You are viewing a plain text version of this content. The canonical link for it is here.
Posted to user@tika.apache.org by Public Network Services <pu...@gmail.com> on 2012/01/15 14:04:07 UTC
File type detection
Hi...
I am using Tika 0.9 to detect various types of files and formats, but not
getting the expected behavior. More specifically:
- For XML files, sometimes the returned type is "text/xml" and some
other types it is "application/xml". The second case happens intermittently
and has occurred rarely, so it is not reproducible. Perhaps a class loading
issue?
- For various application files (e.g., images or MS-Office files) the
detected type is the generic "application/octet-stream", as opposed to the
specific MIME type for the application.
The detection is made via a simple call to
new Tika().detect(inputStream);
where "inputStream" is the Java InputStream object used for reading from
the corresponding data file.
Is there any additional configuration (or other usage pattern) needed to
achieve the desired behavior?
Thanks!
Re: File type detection
Posted by Nick Burch <ni...@alfresco.com>.
On Sun, 15 Jan 2012, Public Network Services wrote:
> I am using Tika 0.9 to detect various types of files and formats, but not
> getting the expected behavior.
I'd suggest you try a recent nighlty build, and see if that helps - we've
done quite a bit of detection work since 0.9
> - For various application files (e.g., images or MS-Office files) the
> detected type is the generic "application/octet-stream", as opposed to the
> specific MIME type for the application.

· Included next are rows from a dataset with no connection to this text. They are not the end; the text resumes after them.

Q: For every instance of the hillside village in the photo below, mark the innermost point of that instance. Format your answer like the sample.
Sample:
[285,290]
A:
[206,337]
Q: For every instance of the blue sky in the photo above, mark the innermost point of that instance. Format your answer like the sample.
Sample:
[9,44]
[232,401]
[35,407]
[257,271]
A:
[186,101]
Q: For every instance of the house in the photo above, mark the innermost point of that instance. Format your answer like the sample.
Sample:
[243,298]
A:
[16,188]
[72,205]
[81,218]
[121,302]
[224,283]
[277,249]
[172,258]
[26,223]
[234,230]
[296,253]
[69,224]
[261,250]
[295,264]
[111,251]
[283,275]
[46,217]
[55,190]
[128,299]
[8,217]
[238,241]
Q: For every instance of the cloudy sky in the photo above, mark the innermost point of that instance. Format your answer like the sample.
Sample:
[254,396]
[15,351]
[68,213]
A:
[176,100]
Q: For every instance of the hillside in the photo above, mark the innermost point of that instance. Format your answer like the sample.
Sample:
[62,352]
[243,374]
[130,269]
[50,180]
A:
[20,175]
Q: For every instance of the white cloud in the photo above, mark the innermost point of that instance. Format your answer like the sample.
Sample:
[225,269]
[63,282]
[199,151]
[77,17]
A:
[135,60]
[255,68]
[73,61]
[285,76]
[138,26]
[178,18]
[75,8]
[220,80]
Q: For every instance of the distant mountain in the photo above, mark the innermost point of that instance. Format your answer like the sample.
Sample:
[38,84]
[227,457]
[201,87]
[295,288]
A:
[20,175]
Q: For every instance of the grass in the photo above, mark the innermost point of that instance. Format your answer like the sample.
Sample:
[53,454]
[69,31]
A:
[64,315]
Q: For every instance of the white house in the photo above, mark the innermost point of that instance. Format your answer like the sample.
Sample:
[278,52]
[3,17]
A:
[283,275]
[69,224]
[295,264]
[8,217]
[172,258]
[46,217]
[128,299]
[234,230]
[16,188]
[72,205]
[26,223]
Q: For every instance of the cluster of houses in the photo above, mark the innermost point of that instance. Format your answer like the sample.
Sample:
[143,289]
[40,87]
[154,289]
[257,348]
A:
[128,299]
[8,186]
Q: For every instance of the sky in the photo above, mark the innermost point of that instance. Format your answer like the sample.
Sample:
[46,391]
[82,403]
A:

For office file formats to be properly detected, you'll need to also have
the tika parsers jar (+ dependencies) in your classpath, so that the extra
detectors are present
> The detection is made via a simple call to
>
> new Tika().detect(inputStream);
It's worth double checking with the tika-app jar and the --detect flag,
that'll let you verify if a detection problem is really a Tika one, or a
problem with your setup (eg missing jars)
Nick